Mobiliario espartano
 Siempre me han llamado la atención los grandes barcos. En este caso, la estampa desde el puerto del buque "Francesca"era imponente. No lo era tanto su interior, bastante austero, aunque muy amplio.
 Y a la fuerza tenía que serlo, porque allí no paraba de subir gente hasta que nos pusimos en marcha. Para ese momento, todos los bancos (duros e incómodos con ganas) estaban repletos y no eran pocos los pasajeros que viajaban tumbados en los pasillos.
 Las casi 8 horas de travesía a través del Adriático no se me hicieron muy pesadas, gracias a los paseos por el interior y la cubierta, además de las interesantes conversaciones con mis compañeros transalpinos.
Ocaso en el mar Adriático
 Ya era de noche cuando en lontananza se empezaron a vislumbrar las primeras luces de la ciudad albanesa de Durres. ¿Qué me esperaba en este misterioso país que ha estado tan aislado durante muchos años y del que tan poco se conoce? 
 Si al pensar en un albano kosovar me viene a la cabeza un temible guerrillero, ¿es entonces un albanés a secas medio guerrillero?

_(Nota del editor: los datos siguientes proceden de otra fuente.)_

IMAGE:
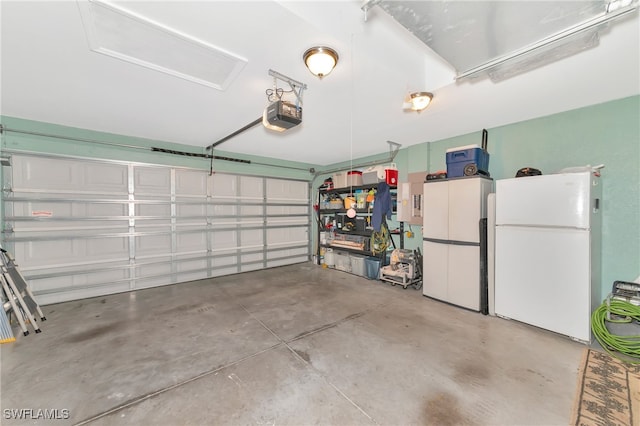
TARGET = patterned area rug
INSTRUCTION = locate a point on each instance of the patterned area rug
(608, 392)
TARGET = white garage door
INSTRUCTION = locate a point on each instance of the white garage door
(84, 228)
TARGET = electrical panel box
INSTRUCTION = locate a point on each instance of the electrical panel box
(410, 203)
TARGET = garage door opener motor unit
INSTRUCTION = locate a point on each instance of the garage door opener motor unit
(284, 114)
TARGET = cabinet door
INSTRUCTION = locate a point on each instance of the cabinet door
(435, 271)
(464, 276)
(436, 210)
(464, 210)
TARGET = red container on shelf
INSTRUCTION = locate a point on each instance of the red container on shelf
(391, 175)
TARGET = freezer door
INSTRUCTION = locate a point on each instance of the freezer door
(548, 200)
(436, 210)
(542, 278)
(435, 271)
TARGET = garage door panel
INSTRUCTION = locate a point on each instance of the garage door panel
(287, 235)
(251, 238)
(95, 228)
(224, 239)
(152, 180)
(150, 245)
(106, 177)
(41, 174)
(191, 182)
(302, 210)
(191, 211)
(251, 187)
(281, 189)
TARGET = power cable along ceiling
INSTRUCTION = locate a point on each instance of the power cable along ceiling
(503, 38)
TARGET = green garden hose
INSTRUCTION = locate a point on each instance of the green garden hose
(625, 348)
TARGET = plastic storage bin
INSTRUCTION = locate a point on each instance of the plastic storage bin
(329, 258)
(357, 265)
(391, 175)
(373, 175)
(339, 180)
(372, 267)
(459, 158)
(342, 261)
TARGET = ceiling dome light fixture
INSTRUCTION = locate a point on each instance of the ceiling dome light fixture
(320, 60)
(420, 100)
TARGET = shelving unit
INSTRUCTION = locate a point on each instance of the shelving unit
(348, 238)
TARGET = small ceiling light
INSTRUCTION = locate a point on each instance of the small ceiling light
(420, 100)
(320, 60)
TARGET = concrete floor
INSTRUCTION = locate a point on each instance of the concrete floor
(292, 345)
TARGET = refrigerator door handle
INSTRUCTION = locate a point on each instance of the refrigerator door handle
(451, 242)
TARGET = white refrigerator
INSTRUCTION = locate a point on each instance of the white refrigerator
(452, 264)
(547, 251)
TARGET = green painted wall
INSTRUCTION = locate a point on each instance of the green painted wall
(139, 151)
(606, 134)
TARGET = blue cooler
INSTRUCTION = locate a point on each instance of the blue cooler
(460, 157)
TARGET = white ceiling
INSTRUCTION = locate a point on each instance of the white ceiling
(50, 74)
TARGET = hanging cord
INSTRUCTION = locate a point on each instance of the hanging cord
(211, 163)
(624, 348)
(380, 239)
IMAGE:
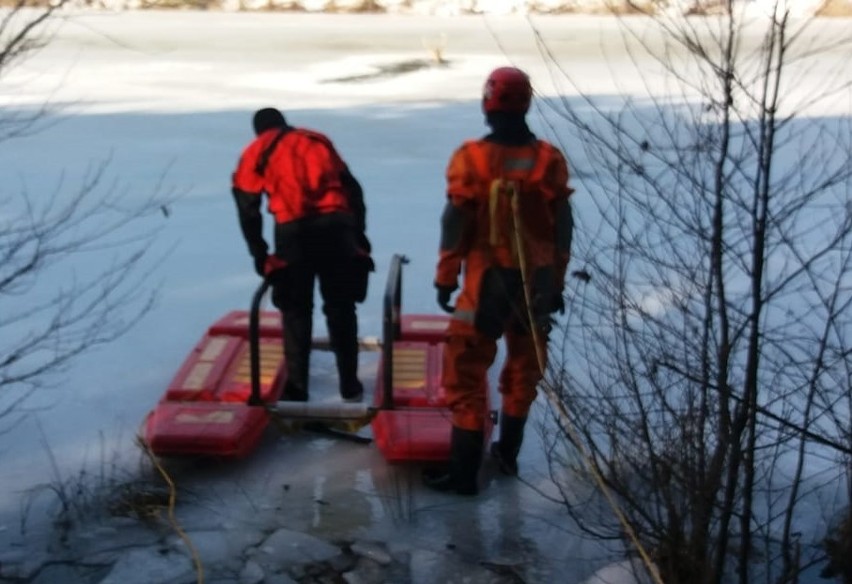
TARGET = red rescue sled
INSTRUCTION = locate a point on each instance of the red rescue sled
(214, 405)
(223, 396)
(413, 420)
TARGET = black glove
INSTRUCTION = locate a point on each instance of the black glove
(260, 265)
(444, 293)
(557, 304)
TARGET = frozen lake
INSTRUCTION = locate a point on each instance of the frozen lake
(167, 98)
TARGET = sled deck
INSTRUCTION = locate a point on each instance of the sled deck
(213, 407)
(412, 423)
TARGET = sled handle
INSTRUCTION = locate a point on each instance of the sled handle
(391, 325)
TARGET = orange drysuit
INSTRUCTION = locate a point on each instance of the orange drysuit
(507, 226)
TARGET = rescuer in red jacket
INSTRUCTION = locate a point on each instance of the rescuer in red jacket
(507, 227)
(319, 235)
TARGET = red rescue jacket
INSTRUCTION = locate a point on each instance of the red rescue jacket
(301, 174)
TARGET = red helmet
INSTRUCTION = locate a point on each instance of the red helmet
(507, 89)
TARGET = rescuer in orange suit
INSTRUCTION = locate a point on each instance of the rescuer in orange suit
(319, 234)
(507, 227)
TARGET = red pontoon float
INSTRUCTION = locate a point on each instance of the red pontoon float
(223, 396)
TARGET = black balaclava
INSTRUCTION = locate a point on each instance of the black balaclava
(508, 128)
(266, 119)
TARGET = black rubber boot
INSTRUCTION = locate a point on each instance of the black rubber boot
(505, 451)
(343, 335)
(462, 474)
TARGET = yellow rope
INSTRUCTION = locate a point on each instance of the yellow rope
(560, 407)
(196, 559)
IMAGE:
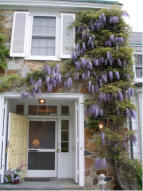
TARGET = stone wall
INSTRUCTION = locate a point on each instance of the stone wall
(91, 173)
(22, 67)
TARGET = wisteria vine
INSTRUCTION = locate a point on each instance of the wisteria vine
(102, 60)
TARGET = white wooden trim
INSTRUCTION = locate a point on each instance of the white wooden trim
(62, 39)
(12, 36)
(43, 173)
(137, 80)
(63, 96)
(29, 38)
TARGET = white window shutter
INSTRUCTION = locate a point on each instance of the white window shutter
(17, 48)
(67, 35)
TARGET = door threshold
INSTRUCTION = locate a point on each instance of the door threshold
(35, 179)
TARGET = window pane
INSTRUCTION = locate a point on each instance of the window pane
(138, 72)
(64, 110)
(65, 136)
(43, 46)
(65, 125)
(32, 110)
(64, 147)
(42, 135)
(44, 26)
(138, 60)
(20, 109)
(43, 36)
(42, 110)
(41, 160)
(52, 110)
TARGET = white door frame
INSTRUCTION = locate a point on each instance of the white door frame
(43, 173)
(65, 96)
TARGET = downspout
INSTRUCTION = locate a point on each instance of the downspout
(131, 143)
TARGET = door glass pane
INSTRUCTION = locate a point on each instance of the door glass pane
(65, 135)
(20, 109)
(42, 135)
(65, 125)
(41, 160)
(64, 110)
(64, 147)
(139, 72)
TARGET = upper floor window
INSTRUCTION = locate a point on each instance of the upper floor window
(37, 36)
(43, 36)
(138, 66)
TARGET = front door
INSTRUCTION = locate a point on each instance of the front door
(17, 137)
(42, 146)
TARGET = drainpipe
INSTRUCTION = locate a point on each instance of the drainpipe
(131, 143)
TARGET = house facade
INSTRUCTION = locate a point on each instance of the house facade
(38, 33)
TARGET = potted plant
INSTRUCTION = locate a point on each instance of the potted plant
(14, 175)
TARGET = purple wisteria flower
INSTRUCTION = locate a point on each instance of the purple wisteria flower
(98, 162)
(111, 75)
(109, 55)
(103, 138)
(96, 62)
(128, 114)
(133, 138)
(119, 62)
(133, 113)
(112, 38)
(104, 77)
(104, 163)
(130, 91)
(117, 75)
(90, 42)
(24, 95)
(120, 96)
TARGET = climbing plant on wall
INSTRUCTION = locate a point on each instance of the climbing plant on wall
(102, 61)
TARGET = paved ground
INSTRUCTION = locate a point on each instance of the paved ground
(66, 184)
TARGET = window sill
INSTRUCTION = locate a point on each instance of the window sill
(52, 58)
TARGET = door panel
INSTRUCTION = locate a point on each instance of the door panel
(42, 155)
(17, 152)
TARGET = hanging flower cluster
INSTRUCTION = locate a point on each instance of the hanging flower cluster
(50, 77)
(101, 61)
(100, 163)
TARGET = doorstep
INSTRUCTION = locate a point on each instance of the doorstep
(59, 184)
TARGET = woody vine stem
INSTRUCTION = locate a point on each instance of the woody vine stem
(102, 61)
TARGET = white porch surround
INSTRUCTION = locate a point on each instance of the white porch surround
(78, 123)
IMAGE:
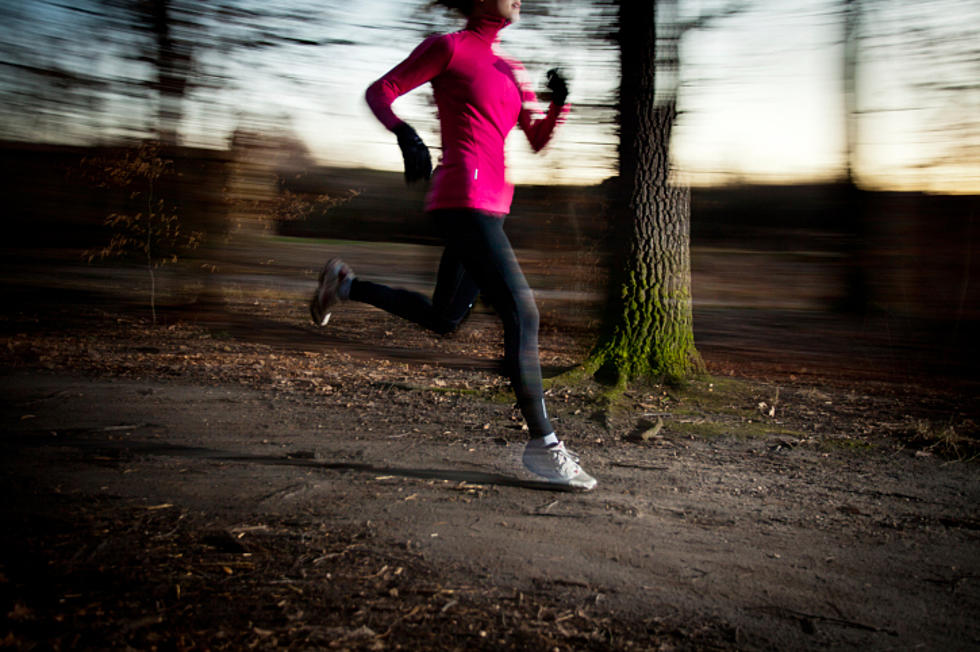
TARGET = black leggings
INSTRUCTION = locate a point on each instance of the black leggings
(477, 259)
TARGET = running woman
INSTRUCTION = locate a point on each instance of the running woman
(480, 98)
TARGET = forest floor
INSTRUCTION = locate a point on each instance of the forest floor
(233, 477)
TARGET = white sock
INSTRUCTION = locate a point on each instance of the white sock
(544, 442)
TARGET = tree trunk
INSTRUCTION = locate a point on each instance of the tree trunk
(648, 330)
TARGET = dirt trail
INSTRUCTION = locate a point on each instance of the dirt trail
(234, 477)
(769, 543)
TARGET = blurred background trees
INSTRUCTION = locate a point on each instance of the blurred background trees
(778, 107)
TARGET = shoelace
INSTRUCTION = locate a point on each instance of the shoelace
(566, 459)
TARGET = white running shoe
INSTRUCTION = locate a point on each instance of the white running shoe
(556, 464)
(329, 291)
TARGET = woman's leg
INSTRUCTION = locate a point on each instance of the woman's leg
(479, 243)
(451, 301)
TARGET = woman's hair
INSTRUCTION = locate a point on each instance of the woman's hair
(464, 7)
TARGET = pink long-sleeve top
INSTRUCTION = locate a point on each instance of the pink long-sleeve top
(480, 97)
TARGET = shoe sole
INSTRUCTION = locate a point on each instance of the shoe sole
(327, 287)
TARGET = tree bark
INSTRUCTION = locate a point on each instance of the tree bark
(648, 330)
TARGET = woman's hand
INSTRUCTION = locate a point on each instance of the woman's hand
(418, 162)
(558, 87)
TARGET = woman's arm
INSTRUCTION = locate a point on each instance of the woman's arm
(425, 62)
(538, 129)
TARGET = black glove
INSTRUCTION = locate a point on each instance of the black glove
(558, 87)
(418, 163)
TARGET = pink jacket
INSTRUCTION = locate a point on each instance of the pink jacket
(480, 97)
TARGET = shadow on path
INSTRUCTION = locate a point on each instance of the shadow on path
(99, 448)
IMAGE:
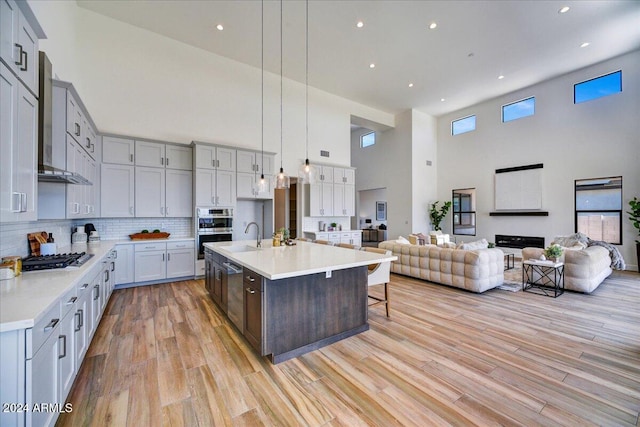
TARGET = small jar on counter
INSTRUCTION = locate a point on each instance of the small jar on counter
(13, 262)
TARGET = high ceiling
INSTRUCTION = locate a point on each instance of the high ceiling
(458, 61)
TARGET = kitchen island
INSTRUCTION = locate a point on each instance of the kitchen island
(294, 299)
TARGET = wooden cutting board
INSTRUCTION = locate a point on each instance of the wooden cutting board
(35, 240)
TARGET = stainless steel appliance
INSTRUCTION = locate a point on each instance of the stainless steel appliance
(47, 262)
(232, 279)
(213, 225)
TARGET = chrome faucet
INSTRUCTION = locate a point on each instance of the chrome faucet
(258, 240)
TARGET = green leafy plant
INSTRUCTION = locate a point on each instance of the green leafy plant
(553, 251)
(634, 215)
(437, 214)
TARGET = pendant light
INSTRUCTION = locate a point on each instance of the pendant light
(306, 171)
(282, 179)
(261, 185)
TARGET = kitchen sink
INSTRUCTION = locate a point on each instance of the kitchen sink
(240, 248)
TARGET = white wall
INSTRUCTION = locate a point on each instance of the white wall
(135, 82)
(589, 140)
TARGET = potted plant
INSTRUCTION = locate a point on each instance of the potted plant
(553, 253)
(437, 215)
(634, 216)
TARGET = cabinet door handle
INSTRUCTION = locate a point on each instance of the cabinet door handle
(64, 347)
(78, 315)
(51, 324)
(19, 46)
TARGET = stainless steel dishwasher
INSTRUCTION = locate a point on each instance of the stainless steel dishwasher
(232, 274)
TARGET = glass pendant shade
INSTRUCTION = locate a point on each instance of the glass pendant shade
(281, 180)
(261, 185)
(307, 173)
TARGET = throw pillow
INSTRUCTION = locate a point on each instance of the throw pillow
(403, 241)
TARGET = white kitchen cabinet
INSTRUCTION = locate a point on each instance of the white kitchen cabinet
(118, 150)
(82, 322)
(344, 200)
(215, 187)
(151, 154)
(178, 157)
(19, 43)
(344, 176)
(179, 193)
(150, 192)
(162, 192)
(66, 349)
(18, 134)
(124, 264)
(180, 259)
(150, 259)
(117, 195)
(321, 199)
(213, 157)
(42, 373)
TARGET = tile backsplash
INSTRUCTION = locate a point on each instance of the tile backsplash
(13, 236)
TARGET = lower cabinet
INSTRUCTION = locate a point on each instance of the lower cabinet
(124, 264)
(253, 309)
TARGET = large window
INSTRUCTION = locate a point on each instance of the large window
(368, 139)
(598, 87)
(464, 211)
(465, 124)
(599, 208)
(519, 109)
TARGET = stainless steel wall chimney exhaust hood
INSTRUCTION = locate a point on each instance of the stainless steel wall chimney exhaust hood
(51, 156)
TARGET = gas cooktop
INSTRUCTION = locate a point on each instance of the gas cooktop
(46, 262)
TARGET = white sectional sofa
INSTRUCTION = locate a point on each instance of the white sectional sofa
(473, 270)
(584, 269)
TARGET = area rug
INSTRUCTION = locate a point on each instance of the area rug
(513, 278)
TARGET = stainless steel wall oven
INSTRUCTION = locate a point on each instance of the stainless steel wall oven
(213, 225)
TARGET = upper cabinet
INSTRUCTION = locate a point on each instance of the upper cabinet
(18, 141)
(119, 151)
(213, 157)
(19, 34)
(159, 155)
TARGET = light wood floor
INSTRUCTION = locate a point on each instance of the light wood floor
(164, 355)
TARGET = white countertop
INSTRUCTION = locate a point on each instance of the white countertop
(299, 260)
(27, 297)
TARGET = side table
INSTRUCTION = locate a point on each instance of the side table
(543, 277)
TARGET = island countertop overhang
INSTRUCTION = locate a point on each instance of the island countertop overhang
(301, 259)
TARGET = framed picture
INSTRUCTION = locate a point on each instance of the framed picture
(381, 211)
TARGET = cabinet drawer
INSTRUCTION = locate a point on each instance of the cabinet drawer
(252, 279)
(68, 301)
(179, 245)
(43, 328)
(151, 246)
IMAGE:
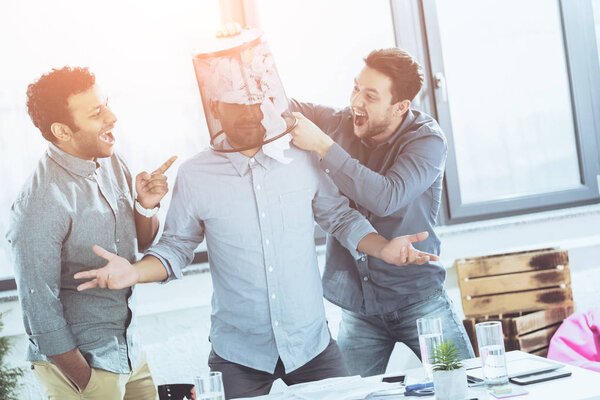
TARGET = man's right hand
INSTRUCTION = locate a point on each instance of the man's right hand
(229, 29)
(118, 273)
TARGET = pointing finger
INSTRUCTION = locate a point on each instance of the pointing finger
(107, 255)
(163, 168)
(299, 115)
(86, 274)
(418, 237)
(88, 285)
(420, 260)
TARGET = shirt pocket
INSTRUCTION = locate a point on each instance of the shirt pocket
(296, 209)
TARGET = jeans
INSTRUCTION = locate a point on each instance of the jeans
(241, 381)
(367, 342)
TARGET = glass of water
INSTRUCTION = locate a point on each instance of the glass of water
(430, 336)
(491, 350)
(210, 386)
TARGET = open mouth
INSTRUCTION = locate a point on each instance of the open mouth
(107, 138)
(359, 118)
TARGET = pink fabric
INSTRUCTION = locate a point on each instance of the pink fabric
(577, 341)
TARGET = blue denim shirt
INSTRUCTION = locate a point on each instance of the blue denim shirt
(67, 206)
(397, 185)
(258, 215)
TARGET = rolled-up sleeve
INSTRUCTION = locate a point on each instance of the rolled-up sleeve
(413, 172)
(36, 237)
(183, 231)
(333, 213)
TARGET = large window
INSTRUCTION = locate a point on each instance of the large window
(514, 85)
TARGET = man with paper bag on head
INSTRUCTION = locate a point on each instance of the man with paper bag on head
(255, 201)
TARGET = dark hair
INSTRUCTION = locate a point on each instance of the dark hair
(404, 71)
(47, 97)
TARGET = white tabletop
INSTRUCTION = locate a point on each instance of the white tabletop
(581, 385)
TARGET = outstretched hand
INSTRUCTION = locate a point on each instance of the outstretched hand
(400, 251)
(229, 29)
(118, 273)
(308, 136)
(152, 187)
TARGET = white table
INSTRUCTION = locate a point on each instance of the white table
(581, 385)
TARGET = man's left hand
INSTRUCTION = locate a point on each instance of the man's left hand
(151, 188)
(400, 251)
(308, 136)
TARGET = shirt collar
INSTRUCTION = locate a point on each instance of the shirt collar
(408, 121)
(242, 163)
(76, 165)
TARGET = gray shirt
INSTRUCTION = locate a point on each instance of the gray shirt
(67, 206)
(397, 185)
(258, 215)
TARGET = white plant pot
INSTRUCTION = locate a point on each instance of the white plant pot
(450, 385)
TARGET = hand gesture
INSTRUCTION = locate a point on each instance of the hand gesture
(151, 188)
(308, 136)
(400, 251)
(229, 29)
(118, 273)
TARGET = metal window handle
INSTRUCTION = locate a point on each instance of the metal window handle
(440, 83)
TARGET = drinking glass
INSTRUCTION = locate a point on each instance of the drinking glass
(210, 386)
(430, 336)
(491, 350)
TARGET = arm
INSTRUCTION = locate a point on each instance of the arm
(165, 260)
(150, 189)
(333, 213)
(36, 239)
(413, 172)
(74, 366)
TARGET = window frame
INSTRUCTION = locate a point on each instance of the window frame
(423, 40)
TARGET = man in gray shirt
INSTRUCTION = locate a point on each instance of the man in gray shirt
(257, 215)
(388, 159)
(81, 345)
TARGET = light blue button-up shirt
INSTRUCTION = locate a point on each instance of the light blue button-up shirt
(66, 206)
(258, 218)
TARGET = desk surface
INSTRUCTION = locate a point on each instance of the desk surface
(581, 385)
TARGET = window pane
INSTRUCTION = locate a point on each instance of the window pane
(596, 7)
(509, 98)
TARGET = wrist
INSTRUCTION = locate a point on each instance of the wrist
(324, 145)
(145, 209)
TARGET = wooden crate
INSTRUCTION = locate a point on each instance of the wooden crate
(529, 332)
(515, 282)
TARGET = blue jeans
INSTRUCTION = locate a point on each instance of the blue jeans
(367, 342)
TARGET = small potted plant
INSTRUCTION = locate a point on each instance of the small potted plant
(449, 375)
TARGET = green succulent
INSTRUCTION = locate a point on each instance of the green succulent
(445, 357)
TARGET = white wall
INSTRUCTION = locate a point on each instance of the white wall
(174, 319)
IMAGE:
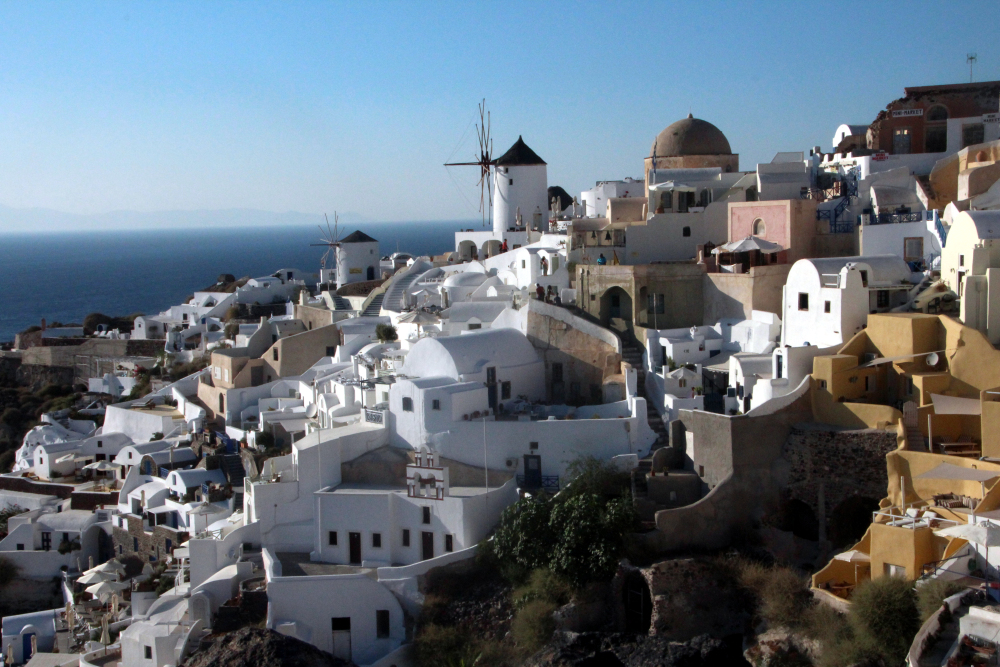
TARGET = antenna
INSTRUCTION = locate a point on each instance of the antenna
(484, 161)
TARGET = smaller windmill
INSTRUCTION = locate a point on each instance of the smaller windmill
(331, 240)
(484, 161)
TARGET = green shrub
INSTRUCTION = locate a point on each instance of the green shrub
(533, 625)
(884, 617)
(931, 595)
(386, 333)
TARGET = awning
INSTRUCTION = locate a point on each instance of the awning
(949, 471)
(955, 405)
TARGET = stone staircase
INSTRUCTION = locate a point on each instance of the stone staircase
(374, 306)
(633, 356)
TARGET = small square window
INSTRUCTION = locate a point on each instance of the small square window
(382, 623)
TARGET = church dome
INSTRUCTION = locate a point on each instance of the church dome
(690, 136)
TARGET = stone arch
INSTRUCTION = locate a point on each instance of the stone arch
(616, 303)
(850, 519)
(638, 602)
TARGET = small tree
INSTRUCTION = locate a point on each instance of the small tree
(884, 617)
(386, 333)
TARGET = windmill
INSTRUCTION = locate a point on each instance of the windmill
(484, 161)
(331, 239)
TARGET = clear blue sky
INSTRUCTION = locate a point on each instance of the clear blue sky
(316, 106)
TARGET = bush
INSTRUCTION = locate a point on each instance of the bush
(533, 625)
(386, 333)
(931, 595)
(884, 618)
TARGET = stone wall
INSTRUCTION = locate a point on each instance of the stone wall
(150, 544)
(586, 361)
(836, 464)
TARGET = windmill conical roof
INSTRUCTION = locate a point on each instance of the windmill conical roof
(518, 154)
(358, 237)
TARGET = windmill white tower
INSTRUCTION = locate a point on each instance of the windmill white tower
(520, 184)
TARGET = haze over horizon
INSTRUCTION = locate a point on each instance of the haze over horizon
(140, 109)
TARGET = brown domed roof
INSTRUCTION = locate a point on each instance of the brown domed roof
(690, 136)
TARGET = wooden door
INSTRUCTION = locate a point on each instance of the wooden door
(355, 541)
(427, 545)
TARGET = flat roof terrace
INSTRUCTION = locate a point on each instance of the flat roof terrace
(296, 564)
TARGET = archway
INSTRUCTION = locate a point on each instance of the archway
(616, 303)
(850, 519)
(638, 603)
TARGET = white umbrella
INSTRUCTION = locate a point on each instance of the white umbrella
(102, 466)
(95, 578)
(105, 588)
(748, 244)
(985, 534)
(109, 566)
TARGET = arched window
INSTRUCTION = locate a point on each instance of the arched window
(937, 112)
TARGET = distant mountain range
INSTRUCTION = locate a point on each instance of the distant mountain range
(41, 220)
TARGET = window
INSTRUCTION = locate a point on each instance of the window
(901, 141)
(937, 112)
(913, 248)
(381, 623)
(972, 134)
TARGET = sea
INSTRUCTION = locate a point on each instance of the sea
(64, 276)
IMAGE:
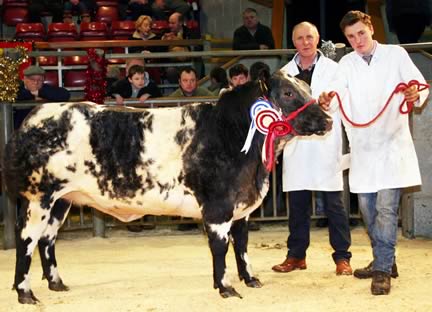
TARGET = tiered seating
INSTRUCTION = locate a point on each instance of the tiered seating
(30, 31)
(14, 12)
(93, 31)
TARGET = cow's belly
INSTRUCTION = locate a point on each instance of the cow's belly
(175, 203)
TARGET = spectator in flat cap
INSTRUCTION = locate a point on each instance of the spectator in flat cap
(33, 88)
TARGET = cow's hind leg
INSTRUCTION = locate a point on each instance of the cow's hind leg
(47, 245)
(31, 223)
(218, 242)
(239, 233)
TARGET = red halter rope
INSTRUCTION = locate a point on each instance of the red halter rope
(399, 88)
(277, 129)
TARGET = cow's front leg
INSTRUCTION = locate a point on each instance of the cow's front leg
(47, 246)
(218, 242)
(239, 233)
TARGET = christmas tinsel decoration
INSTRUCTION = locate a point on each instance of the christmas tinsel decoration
(9, 73)
(95, 86)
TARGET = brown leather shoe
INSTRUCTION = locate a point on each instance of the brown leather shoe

 ¿Lograría hacerme entender teniendo en cuenta que los albaneses no son muy políglotas y su lengua es absolutamente desconocida para mí? 
 Todas estas cavilaciones desaparecieron de un plumazo cuando al llegar al albergue, me atendió un simpático recepcionista en perfecto español (era uruguayo). Pronto me di cuenta de que lo más temible que me iba a encontrar en Albania iba a ser el ruidoso ventilador que, como si fuera una maldición que me perseguía, traqueteaba ruidosamente en mi habitación.